I'm afraid the logic here is faulty. The fact that sonata form was "codified" in the 19th century doesn't alter the other, more important fact that the "sonata-allegro" concept, with its chracteristic structural pattern and tonal scheme, was a creation of the 18th century. I would actually call it the most fertile and permanently significant achievement of the Classical period. The sonatas, symphonies, concertos and chamber works of Haydn, Mozart and Beethoven - and of many composers thereafter - are unthinkable without it. Certainly there's plenty of room for variation in the way the sonata idea is carried out; the number of themes, their key relationships, the length and proportion of the sections...But the composer either chooses to work within the scheme or he doesn't; he doesn't just happen upon it "based on the unique attributes of thematic material." He will in fact choose his themes based on their suitability for sonata-form treatment. If Rosen is right that attempting to codify the sonata idea led to its demise (and I'm not at all sure that that happened), it's only a testament to the importance and vitality of the form in its heyday.

I can see no basis for the idea that the Romantics "were the ones more concerned with 'form'." _Worried about it_, maybe - the Romantic impulse necessitated new solutions to new problems. Set a painting by Jacques-Louis David alongside one of Delacroix, and the difference should be clear.


----------



## tdc (Jan 17, 2011)

Woodduck said:


> All general statements about art have exceptions, and tendencies and trends are merely that. That doesn't mean there are no genuine differences between eras. How would you distinguish Classical art and music from Baroque, on the one hand, and Romantic, on the other?


There are differences between eras of course and some of what you say is correct. I'm fine with the idea that classical art generally strives towards a certain formal clarity and symmetry, and even on a certain restraint of the passions relative to the romantic aesthetic. However these concepts have nothing to do with the idea of 'personal freedom' or being a subject of the monarchy and church. The ideas of formal clarity and the notion of not being ruled by one's passions originated in classical Greece. (Also where democracy originated).

*Edit* - In truth I suspect these 'classical ideals' predate the Greeks.


----------



## tdc (Jan 17, 2011)

If we were to draw comparisons between these musical temperaments and personal freedom, on one hand it might seem that freedom is being able to do whatever one wants anytime they want because they 'feel' like it. (This is exactly what being ruled by one's passions means). However in reality one can observe that being ruled by one's passions leads to either A) the loss of personal freedoms of other individuals who become victimized and enslaved by the individual who wants to do whatever they feel like. Or B) an individual commits an act out of passion and suffers karma as a result, ie - jail or death.

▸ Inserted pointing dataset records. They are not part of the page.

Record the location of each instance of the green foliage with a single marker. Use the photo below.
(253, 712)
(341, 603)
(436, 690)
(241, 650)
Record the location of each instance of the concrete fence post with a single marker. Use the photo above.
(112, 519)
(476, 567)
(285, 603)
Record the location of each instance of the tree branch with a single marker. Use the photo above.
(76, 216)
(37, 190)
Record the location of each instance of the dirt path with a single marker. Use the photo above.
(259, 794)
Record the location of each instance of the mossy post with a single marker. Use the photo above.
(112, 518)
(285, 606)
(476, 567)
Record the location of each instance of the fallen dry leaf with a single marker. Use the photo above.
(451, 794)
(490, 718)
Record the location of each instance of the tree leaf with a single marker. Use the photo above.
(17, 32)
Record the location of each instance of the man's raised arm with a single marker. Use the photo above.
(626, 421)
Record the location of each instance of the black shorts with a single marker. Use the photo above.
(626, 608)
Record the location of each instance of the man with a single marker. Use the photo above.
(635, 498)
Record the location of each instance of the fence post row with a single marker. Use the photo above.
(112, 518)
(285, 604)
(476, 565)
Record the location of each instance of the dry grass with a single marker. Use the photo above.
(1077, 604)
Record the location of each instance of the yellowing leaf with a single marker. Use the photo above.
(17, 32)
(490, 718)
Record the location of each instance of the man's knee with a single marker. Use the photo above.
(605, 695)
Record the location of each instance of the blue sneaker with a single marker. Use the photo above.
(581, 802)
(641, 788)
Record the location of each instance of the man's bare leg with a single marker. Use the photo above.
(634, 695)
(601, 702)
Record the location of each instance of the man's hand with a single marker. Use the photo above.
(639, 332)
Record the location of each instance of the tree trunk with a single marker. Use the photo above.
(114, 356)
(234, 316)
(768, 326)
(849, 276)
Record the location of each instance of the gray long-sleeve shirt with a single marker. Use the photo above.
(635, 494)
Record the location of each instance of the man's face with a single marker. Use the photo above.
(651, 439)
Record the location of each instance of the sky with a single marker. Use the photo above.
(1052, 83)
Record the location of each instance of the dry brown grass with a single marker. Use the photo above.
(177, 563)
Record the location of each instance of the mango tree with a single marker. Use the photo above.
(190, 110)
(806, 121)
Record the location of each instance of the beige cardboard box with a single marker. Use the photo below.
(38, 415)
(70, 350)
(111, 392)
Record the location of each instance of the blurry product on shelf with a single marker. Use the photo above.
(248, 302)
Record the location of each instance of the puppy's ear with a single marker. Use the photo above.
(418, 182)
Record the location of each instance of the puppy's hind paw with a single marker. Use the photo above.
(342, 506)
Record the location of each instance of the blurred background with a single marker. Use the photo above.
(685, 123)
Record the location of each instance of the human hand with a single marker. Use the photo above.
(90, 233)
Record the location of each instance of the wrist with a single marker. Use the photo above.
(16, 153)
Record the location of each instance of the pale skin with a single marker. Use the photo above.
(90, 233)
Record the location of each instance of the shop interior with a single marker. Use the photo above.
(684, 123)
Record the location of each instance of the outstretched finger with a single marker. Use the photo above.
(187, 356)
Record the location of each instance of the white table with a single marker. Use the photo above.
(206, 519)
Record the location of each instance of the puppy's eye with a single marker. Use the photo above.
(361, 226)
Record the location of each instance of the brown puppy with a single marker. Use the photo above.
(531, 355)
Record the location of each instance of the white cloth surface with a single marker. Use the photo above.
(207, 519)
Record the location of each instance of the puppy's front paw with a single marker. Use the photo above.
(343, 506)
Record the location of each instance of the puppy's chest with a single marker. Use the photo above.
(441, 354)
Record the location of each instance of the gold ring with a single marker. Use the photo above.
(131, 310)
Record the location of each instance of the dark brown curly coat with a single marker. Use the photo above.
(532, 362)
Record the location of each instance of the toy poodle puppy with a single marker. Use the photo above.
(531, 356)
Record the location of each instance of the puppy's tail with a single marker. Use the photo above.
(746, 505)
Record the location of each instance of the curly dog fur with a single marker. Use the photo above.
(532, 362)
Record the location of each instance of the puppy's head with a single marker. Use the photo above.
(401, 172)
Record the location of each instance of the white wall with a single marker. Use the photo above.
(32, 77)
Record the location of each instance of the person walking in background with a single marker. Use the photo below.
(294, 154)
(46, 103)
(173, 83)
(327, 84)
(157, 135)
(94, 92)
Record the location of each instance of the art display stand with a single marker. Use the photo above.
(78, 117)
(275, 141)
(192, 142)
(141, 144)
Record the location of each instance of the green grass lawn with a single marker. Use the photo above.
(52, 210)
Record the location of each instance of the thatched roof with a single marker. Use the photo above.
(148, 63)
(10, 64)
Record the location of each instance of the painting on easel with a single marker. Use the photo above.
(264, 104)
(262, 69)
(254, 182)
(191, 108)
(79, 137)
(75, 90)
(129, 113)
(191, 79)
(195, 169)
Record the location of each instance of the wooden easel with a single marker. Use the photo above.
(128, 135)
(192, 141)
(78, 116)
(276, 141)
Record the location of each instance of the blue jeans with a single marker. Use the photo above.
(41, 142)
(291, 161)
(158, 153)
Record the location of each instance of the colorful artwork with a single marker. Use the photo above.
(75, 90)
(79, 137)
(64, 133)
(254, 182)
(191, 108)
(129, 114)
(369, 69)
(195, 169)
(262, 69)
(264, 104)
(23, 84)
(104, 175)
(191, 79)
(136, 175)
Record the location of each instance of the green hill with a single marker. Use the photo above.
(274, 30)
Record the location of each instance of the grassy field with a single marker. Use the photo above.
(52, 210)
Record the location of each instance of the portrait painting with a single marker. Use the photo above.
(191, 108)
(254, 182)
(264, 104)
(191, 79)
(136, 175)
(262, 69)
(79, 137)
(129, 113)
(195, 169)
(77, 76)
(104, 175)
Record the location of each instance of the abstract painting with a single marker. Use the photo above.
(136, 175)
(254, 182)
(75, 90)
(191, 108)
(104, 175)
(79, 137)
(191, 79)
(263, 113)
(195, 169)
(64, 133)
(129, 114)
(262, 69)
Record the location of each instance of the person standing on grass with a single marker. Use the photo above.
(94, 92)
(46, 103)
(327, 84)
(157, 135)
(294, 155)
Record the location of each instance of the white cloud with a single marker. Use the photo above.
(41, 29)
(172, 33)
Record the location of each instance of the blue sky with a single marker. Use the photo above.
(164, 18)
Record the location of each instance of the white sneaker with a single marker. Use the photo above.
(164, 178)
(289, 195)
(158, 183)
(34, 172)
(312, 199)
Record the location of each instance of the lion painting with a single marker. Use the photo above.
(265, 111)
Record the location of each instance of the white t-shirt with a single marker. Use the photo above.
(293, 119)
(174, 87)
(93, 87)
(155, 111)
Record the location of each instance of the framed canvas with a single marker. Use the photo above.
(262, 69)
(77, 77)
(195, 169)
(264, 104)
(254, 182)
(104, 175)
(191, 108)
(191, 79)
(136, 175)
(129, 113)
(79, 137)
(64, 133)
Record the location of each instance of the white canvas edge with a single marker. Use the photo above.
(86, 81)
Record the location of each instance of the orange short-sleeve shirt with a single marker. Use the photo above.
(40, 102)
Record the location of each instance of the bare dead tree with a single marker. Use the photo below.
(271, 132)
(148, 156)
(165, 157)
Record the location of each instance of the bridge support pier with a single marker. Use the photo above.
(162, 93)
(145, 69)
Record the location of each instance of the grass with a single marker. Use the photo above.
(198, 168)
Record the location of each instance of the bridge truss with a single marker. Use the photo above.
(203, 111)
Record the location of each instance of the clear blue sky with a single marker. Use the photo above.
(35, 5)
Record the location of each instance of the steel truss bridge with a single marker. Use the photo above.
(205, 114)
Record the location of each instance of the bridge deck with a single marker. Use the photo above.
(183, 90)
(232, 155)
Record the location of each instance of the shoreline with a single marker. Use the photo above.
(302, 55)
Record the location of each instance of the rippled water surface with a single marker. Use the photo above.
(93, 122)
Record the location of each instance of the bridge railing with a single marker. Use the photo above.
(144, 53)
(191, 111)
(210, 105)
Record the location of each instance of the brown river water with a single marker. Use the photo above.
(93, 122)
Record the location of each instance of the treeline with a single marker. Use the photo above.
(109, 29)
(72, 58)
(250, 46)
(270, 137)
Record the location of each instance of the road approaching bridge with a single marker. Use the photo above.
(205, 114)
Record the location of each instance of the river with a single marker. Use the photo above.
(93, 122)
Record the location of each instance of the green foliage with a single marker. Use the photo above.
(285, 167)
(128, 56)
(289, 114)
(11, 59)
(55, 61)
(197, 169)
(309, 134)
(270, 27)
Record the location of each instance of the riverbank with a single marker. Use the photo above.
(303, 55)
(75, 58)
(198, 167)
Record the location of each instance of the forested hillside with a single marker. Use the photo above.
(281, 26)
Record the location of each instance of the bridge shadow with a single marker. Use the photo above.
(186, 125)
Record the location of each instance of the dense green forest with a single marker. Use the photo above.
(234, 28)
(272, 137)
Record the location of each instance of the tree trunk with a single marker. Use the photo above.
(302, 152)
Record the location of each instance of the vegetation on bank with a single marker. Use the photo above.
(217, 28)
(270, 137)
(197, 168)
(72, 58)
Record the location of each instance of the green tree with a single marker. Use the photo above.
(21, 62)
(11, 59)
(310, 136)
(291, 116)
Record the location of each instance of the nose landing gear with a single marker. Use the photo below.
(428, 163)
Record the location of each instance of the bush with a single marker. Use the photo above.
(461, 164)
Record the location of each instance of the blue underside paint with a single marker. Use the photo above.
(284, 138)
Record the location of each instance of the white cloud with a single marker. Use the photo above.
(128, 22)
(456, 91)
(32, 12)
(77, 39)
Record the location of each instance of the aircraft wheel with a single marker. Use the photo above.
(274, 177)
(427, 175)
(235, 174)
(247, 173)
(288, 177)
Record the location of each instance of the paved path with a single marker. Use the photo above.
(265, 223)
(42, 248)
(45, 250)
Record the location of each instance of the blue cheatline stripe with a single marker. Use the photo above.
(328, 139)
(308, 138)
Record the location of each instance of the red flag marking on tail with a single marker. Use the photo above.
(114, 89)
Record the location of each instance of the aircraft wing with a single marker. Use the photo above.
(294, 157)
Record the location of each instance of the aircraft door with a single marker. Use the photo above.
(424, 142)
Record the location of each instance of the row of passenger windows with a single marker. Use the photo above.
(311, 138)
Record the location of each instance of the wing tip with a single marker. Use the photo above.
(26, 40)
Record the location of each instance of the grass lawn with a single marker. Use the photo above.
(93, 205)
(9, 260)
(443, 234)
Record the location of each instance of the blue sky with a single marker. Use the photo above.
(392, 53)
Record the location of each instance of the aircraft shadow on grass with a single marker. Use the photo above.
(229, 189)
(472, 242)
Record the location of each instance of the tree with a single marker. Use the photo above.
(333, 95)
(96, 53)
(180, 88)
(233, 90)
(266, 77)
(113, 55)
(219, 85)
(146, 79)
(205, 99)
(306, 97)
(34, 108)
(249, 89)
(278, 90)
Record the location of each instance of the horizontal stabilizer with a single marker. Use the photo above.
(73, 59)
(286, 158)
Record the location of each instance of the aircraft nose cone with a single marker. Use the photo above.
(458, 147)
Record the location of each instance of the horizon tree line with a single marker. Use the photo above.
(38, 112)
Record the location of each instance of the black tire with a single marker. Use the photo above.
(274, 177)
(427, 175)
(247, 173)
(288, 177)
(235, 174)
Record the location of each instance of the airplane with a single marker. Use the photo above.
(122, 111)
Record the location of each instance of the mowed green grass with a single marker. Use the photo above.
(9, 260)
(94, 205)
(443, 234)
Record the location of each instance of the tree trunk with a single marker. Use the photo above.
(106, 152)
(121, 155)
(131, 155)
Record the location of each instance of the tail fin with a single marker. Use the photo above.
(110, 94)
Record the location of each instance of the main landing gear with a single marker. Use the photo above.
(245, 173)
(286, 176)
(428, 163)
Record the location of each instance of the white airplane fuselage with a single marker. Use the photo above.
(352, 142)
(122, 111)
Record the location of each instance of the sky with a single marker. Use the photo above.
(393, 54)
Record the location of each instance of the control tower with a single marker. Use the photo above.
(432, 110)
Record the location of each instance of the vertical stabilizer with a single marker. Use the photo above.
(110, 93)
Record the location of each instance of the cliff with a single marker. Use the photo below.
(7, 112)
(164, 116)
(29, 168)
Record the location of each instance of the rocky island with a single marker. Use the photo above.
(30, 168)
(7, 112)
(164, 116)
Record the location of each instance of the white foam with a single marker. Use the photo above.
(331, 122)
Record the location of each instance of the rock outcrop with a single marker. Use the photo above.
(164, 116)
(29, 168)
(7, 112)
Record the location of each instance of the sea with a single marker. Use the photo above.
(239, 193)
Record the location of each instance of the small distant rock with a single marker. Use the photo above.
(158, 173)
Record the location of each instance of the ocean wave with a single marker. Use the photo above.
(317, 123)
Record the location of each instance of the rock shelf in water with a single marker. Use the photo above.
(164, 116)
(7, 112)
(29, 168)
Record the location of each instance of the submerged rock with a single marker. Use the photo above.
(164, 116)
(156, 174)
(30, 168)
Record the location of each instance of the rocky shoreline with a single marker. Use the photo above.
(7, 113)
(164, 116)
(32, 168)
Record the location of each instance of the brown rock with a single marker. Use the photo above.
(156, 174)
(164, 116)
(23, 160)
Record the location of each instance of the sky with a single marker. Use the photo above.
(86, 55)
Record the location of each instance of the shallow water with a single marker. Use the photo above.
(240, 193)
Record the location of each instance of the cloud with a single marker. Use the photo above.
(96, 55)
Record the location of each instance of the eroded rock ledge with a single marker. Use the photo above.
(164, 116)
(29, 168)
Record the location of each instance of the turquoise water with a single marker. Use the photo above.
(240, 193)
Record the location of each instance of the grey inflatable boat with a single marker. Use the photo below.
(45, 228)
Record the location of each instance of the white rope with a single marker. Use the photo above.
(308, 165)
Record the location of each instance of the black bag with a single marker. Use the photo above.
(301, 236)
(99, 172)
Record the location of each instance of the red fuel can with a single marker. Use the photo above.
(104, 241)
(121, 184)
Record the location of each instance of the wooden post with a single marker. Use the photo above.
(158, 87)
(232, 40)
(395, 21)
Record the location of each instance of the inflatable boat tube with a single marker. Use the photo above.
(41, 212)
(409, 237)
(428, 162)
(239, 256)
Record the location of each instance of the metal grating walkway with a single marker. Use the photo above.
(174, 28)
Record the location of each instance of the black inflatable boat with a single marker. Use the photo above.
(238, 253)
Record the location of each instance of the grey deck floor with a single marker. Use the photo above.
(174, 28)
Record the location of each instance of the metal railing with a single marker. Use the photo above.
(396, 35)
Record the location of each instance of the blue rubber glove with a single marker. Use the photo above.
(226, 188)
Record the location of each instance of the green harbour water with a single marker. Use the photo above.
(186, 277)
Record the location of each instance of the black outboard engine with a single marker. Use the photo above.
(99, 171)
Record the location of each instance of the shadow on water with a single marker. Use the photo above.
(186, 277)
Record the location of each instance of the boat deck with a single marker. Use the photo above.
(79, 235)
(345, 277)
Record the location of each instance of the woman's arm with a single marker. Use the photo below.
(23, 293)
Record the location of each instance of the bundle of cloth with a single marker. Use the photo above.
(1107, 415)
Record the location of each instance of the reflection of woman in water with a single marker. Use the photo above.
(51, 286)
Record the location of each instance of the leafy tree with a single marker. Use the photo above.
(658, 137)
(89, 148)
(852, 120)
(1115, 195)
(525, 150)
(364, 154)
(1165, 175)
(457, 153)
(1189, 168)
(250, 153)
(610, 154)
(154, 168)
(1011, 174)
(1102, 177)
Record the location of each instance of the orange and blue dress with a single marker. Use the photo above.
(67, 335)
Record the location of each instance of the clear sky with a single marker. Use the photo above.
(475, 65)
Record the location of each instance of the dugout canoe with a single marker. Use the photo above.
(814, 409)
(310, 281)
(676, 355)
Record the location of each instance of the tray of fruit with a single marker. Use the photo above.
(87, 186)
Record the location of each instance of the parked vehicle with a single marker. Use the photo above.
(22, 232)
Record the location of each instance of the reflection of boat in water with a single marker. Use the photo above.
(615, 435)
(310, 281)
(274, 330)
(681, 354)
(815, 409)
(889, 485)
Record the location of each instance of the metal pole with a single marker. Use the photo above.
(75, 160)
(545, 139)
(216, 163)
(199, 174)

Now I'm not saying that Romantic composers are all about being ruled by their passions. That is a simplification and it is not fair to project that concept onto all of these differing compositional voices. I'm just pointing out the _morality_ behind the classical ideal. It is valid, it predates Christianity, and at its core I think it is not about restricting freedom but widening it.

True freedom on a societal level occurs when people are willing to _strike a balance_ between their passions and morality. It is not about form over emotion, it is about self mastery and balance.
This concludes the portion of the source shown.